Haber nacido sin maldad, como la protagonista de 'Las noches de Cabiria', no es más que otra forma de estar impedido. Cabiria ejerce de prostituta en el barrio más pobre de Roma y ha venido al mundo sin armas para la vida. No posee máscaras ni dobleces que la protejan del maltrato de los hombres que se aprovechan de ella. A veces se enfada y grita, pero es el aspaviento del ingenuo: todos olfatean su candidez a kilómetros de distancia. Tal es su deseo de agradar que, como ocurre a menudo con este tipo de personas, solo recibe el cariño de la mascota. Y no alcanza.
Ennio Flaiano y Tullio Pinelli arman un guion soberbio en el que van enterrando tesoros que describen con imágenes (no precisan de la palabra) a un personaje inolvidable. Son Azconas. Cuando Cabiria se percata, al inicio de la película, de que ha estado a punto de morir y necesita sentir algo vivo, en su desesperación se abraza a una gallina. Hay tal inocencia en todos sus gestos que el espectador no puede evitar sentirse turbado al ver cómo, secuencia tras secuencia, el argumento va dando navajazos a la pureza.

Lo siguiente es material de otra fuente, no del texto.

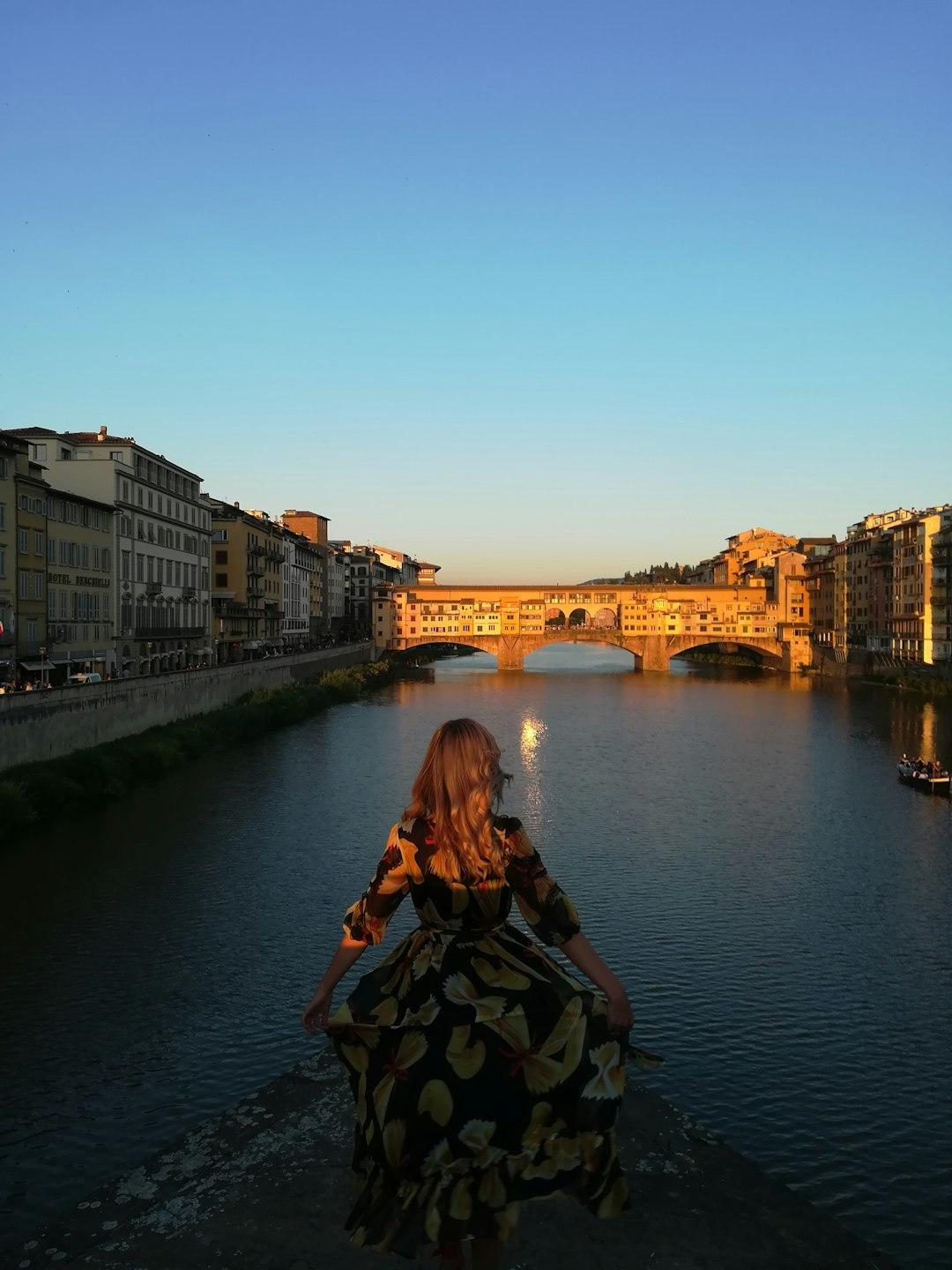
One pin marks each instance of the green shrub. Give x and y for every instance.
(41, 791)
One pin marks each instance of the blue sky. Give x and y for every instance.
(536, 291)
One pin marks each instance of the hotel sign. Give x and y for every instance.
(63, 579)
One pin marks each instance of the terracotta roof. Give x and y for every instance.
(93, 438)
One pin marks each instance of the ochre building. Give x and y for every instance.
(652, 624)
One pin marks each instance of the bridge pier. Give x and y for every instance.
(509, 653)
(655, 655)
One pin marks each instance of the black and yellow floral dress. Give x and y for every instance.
(482, 1073)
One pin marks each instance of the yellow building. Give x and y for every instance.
(654, 624)
(744, 553)
(911, 616)
(31, 494)
(80, 602)
(314, 527)
(247, 582)
(942, 591)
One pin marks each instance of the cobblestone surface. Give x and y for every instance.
(267, 1186)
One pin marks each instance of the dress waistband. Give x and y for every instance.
(467, 932)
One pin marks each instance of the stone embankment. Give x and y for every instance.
(267, 1186)
(36, 727)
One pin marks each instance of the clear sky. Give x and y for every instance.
(534, 290)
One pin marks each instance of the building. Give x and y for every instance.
(314, 527)
(80, 602)
(652, 623)
(337, 609)
(427, 573)
(248, 553)
(358, 574)
(297, 582)
(911, 616)
(9, 451)
(31, 493)
(941, 589)
(819, 579)
(746, 553)
(161, 542)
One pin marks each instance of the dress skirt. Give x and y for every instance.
(482, 1074)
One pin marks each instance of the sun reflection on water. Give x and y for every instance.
(531, 738)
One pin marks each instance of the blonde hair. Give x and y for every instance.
(458, 787)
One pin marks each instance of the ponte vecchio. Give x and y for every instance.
(654, 624)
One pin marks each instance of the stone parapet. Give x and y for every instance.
(36, 727)
(267, 1186)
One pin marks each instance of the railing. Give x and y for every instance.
(170, 632)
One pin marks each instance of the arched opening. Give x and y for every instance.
(582, 657)
(729, 653)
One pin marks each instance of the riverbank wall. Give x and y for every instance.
(861, 664)
(267, 1186)
(36, 727)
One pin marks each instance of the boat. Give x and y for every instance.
(920, 780)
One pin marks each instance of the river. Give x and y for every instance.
(736, 843)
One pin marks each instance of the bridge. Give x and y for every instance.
(654, 624)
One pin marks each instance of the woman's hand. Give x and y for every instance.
(316, 1011)
(620, 1010)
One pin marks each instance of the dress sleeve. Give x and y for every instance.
(541, 900)
(368, 915)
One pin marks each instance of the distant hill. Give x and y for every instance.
(655, 574)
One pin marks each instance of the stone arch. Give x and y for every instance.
(767, 652)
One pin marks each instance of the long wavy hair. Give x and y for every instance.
(458, 788)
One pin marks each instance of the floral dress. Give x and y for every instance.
(482, 1073)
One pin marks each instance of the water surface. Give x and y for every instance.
(738, 848)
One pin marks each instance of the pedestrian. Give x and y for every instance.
(482, 1072)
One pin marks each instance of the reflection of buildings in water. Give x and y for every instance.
(929, 721)
(531, 736)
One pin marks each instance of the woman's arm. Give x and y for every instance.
(584, 957)
(317, 1009)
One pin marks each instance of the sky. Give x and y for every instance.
(536, 291)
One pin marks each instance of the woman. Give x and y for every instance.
(482, 1072)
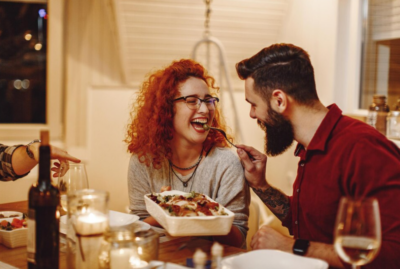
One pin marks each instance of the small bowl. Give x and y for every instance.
(10, 213)
(14, 238)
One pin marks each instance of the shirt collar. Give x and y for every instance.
(320, 138)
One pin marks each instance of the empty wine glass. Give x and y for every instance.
(72, 177)
(357, 230)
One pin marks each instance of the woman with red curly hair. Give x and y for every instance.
(171, 149)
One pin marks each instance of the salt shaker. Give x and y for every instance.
(199, 259)
(216, 254)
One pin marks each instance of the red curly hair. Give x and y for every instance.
(151, 129)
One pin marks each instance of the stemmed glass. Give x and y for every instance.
(72, 177)
(357, 230)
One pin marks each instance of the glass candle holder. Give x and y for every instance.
(87, 223)
(119, 250)
(147, 243)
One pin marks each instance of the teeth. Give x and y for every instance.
(202, 121)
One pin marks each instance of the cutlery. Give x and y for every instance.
(207, 127)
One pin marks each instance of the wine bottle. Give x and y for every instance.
(43, 216)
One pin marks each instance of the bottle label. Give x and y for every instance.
(31, 235)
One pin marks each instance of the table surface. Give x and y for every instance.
(176, 250)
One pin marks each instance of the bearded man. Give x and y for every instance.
(339, 156)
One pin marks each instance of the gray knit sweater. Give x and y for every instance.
(220, 176)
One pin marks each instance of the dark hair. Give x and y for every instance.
(281, 66)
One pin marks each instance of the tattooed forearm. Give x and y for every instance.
(276, 201)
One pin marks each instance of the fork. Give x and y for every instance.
(207, 127)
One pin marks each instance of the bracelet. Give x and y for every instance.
(28, 151)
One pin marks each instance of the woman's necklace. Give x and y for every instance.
(185, 183)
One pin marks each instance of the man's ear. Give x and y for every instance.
(279, 101)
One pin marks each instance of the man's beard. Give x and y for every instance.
(278, 133)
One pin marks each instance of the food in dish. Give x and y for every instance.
(195, 225)
(188, 205)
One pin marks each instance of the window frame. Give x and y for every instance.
(54, 81)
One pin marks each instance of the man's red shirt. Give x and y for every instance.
(346, 157)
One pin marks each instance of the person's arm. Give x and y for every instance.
(22, 163)
(268, 238)
(274, 199)
(138, 185)
(234, 194)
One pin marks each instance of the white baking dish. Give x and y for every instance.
(189, 226)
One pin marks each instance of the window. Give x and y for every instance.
(27, 122)
(381, 51)
(23, 47)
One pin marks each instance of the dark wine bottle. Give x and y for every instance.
(43, 216)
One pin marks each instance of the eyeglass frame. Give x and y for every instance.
(198, 104)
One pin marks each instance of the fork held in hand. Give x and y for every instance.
(206, 127)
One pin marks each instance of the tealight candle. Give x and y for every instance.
(88, 217)
(91, 224)
(120, 258)
(137, 263)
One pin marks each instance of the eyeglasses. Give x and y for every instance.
(194, 102)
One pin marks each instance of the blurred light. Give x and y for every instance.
(26, 83)
(42, 12)
(17, 84)
(38, 46)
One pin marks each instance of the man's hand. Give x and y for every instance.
(268, 238)
(165, 188)
(254, 170)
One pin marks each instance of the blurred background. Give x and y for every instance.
(74, 66)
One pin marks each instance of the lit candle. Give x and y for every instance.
(91, 224)
(120, 258)
(137, 263)
(89, 228)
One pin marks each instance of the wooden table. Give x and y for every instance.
(175, 250)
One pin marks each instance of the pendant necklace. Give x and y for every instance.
(185, 183)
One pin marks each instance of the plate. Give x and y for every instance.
(189, 226)
(272, 259)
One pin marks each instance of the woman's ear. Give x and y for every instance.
(279, 101)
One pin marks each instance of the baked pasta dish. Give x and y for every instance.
(190, 205)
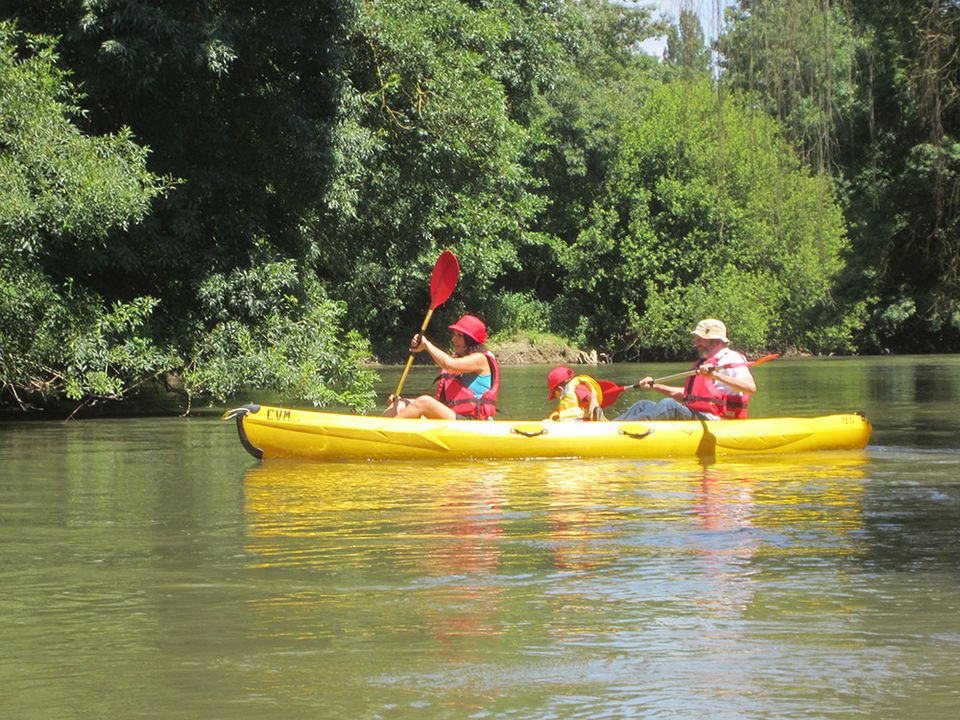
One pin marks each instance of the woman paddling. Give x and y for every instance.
(469, 379)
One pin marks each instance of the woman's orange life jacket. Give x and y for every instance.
(702, 394)
(457, 395)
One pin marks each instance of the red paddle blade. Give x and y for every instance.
(446, 272)
(611, 391)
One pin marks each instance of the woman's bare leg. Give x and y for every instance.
(429, 407)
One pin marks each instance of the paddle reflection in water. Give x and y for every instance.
(544, 581)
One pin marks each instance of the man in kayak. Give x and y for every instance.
(720, 387)
(469, 379)
(579, 396)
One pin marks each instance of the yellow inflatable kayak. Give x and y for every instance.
(271, 432)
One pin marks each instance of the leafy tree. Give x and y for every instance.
(870, 90)
(430, 144)
(75, 326)
(709, 212)
(63, 192)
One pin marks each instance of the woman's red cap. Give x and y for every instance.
(472, 326)
(558, 376)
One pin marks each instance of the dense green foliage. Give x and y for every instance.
(252, 194)
(870, 91)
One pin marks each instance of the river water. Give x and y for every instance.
(150, 568)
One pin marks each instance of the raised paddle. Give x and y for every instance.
(611, 391)
(446, 272)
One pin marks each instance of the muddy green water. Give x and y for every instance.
(150, 568)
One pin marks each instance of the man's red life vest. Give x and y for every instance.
(702, 394)
(457, 396)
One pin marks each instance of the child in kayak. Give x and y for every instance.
(579, 396)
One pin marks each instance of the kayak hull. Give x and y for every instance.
(273, 432)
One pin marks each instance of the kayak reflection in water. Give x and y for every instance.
(469, 379)
(719, 388)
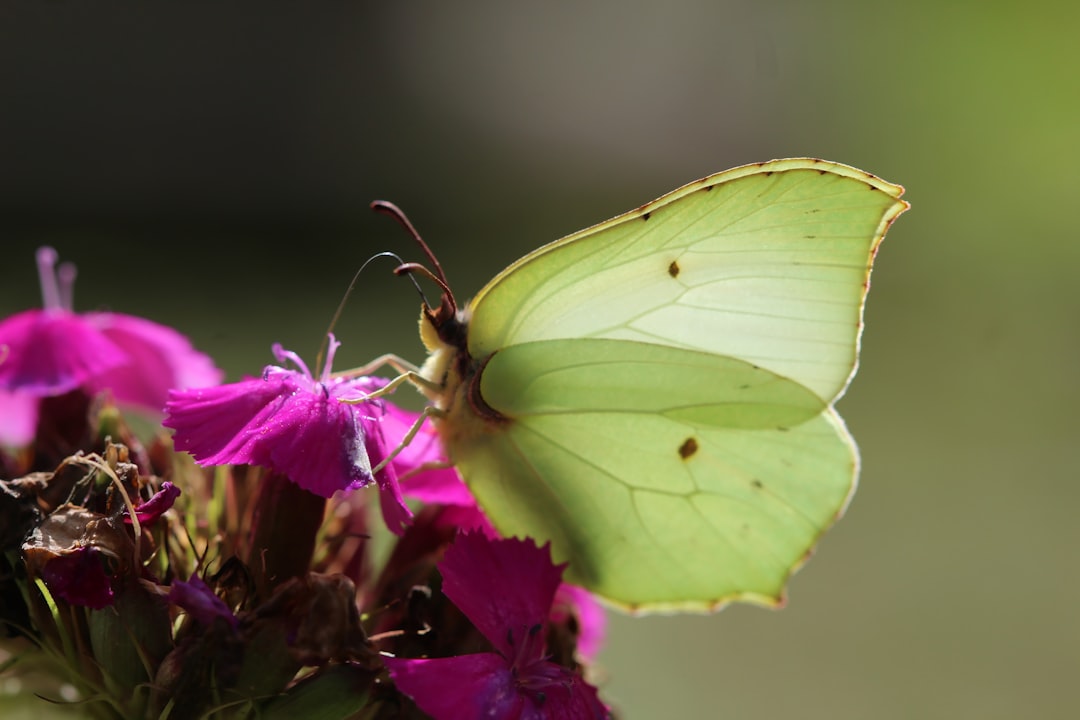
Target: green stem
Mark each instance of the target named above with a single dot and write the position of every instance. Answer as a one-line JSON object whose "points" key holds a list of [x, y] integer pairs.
{"points": [[284, 527]]}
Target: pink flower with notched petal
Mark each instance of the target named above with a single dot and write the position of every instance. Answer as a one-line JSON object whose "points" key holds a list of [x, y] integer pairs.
{"points": [[292, 423], [505, 588], [53, 351], [424, 474]]}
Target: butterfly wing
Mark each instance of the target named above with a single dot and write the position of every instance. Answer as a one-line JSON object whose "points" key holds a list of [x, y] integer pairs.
{"points": [[768, 263], [663, 382]]}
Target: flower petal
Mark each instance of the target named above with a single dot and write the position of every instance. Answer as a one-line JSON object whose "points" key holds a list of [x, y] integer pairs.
{"points": [[52, 352], [79, 578], [462, 688], [309, 436], [153, 507], [18, 418], [504, 586], [158, 358], [576, 601], [198, 599]]}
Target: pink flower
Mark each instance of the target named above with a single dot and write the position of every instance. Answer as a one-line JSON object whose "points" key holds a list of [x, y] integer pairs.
{"points": [[157, 505], [424, 474], [53, 351], [294, 424], [505, 588]]}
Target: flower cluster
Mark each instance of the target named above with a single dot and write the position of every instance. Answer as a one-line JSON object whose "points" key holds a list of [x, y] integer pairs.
{"points": [[232, 565]]}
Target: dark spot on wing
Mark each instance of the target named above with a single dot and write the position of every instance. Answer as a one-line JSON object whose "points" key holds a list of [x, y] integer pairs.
{"points": [[688, 448]]}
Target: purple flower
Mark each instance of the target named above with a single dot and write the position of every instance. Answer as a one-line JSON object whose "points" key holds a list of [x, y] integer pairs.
{"points": [[53, 351], [505, 588], [156, 506], [293, 424], [591, 623], [198, 600], [79, 578]]}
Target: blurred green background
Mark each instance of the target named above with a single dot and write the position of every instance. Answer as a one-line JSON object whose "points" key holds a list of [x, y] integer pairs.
{"points": [[210, 168]]}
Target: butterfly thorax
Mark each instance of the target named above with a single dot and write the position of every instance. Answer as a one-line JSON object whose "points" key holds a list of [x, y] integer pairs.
{"points": [[455, 376]]}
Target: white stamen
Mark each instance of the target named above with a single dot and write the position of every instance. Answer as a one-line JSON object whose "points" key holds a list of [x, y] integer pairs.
{"points": [[50, 293]]}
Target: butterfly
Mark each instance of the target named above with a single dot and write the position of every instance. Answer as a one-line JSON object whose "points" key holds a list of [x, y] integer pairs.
{"points": [[653, 395]]}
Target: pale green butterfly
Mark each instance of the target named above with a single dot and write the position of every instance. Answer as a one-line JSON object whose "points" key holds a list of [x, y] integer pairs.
{"points": [[655, 394]]}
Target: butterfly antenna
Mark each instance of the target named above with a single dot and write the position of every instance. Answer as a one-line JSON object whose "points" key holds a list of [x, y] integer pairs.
{"points": [[348, 291], [448, 306]]}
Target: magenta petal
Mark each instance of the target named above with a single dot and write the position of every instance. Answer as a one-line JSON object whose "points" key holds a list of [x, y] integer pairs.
{"points": [[159, 358], [198, 600], [592, 621], [50, 352], [79, 578], [505, 587], [442, 485], [153, 507], [462, 688], [18, 418], [395, 513], [309, 436]]}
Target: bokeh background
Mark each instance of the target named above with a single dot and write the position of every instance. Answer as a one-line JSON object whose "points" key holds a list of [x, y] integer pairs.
{"points": [[210, 167]]}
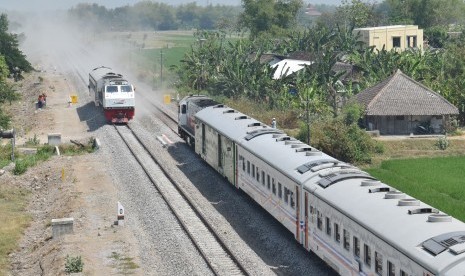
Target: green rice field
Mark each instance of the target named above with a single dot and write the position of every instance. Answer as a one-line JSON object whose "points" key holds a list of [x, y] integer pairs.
{"points": [[439, 181]]}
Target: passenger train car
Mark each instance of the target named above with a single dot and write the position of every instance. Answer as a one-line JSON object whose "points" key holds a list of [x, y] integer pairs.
{"points": [[355, 223], [114, 93]]}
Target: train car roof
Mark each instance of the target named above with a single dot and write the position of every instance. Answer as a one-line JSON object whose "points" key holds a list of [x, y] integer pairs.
{"points": [[432, 244], [199, 100], [286, 154], [415, 228], [104, 72]]}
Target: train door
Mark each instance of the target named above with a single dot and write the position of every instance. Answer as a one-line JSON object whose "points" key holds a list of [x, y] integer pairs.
{"points": [[182, 116], [299, 224], [220, 153], [306, 221]]}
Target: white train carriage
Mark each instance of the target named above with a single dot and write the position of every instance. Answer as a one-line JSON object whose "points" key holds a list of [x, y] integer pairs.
{"points": [[188, 107], [356, 224], [367, 227], [114, 93]]}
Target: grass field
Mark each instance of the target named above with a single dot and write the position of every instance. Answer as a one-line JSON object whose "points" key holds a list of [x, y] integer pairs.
{"points": [[14, 220], [438, 181]]}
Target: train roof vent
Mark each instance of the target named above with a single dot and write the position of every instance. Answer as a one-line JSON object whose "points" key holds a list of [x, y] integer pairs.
{"points": [[283, 138], [458, 248], [308, 166], [408, 202], [394, 195], [423, 211], [313, 153], [257, 132], [455, 241], [370, 182], [439, 218], [381, 190], [335, 177], [298, 145]]}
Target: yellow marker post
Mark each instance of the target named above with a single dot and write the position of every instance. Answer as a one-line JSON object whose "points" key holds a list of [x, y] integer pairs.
{"points": [[74, 99], [167, 99]]}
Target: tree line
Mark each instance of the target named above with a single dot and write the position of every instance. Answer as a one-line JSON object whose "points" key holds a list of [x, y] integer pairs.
{"points": [[13, 64]]}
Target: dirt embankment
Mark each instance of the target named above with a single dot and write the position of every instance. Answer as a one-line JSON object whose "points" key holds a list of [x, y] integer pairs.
{"points": [[75, 187]]}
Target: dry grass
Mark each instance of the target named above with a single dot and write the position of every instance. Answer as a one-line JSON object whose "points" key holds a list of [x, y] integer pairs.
{"points": [[405, 148], [13, 201]]}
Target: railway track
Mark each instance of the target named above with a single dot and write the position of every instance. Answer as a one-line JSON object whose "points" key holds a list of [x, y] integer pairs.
{"points": [[213, 250]]}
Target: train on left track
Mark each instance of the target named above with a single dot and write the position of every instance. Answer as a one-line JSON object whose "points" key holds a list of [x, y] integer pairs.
{"points": [[114, 93], [357, 224]]}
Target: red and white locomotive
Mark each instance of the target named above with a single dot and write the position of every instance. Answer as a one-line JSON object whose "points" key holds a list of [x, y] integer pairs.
{"points": [[114, 93]]}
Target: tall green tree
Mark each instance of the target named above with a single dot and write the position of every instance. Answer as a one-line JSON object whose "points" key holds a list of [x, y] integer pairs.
{"points": [[9, 49]]}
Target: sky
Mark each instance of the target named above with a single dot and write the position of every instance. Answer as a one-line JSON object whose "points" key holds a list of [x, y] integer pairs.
{"points": [[36, 5]]}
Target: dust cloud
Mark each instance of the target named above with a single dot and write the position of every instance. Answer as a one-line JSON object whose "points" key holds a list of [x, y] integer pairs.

'Las noches de Cabiria' ya contiene el abecedario de Fellini: su afición al esperpento, la noche de Roma como un espectáculo de circo, el retrato de las clases pudientes como zombies vacíos, el teatro, la religión o los cómicos ambulantes. Prefiero al primer Fellini, antes de que su ego tuviese el tamaño de sus decorados, cuando su cine estaba lleno de oprimidos, parásitos, inútiles, delincuentes, humillados, y era capaz de generar una alegría desbordante al mostrar a una pequeña prostituta agarrada a sus ilusiones, corriendo por un descampado de la periferia. 'Las noches de Cabiria' y 'La strada' me maravillan. Ambas están protagonizadas por la misma actriz: Giulietta Masina. Cada vez que aparece un primer plano de Cabiria, su rostro anuncia que posee en exclusiva el patrimonio de la tristeza. Su interpretación es un movimiento sísmico de baja intensidad y larga duración, sobre todo en el recuerdo. No solo impide que la película caiga por el barranco de lo melodramático, sino que pone la pantalla a hervir con la humanidad que transmite su personaje, su soledad y su ansia por cambiar de vida. «Nunca he dormido bajo un puente. Vivo en una casa con luz, agua y otras comodidades... tengo hasta termómetro». Su ternura, su capacidad para conmover y, sobre todo, su mirada, recuerdan a uno de esos dioses de la antigüedad: Charles Chaplin.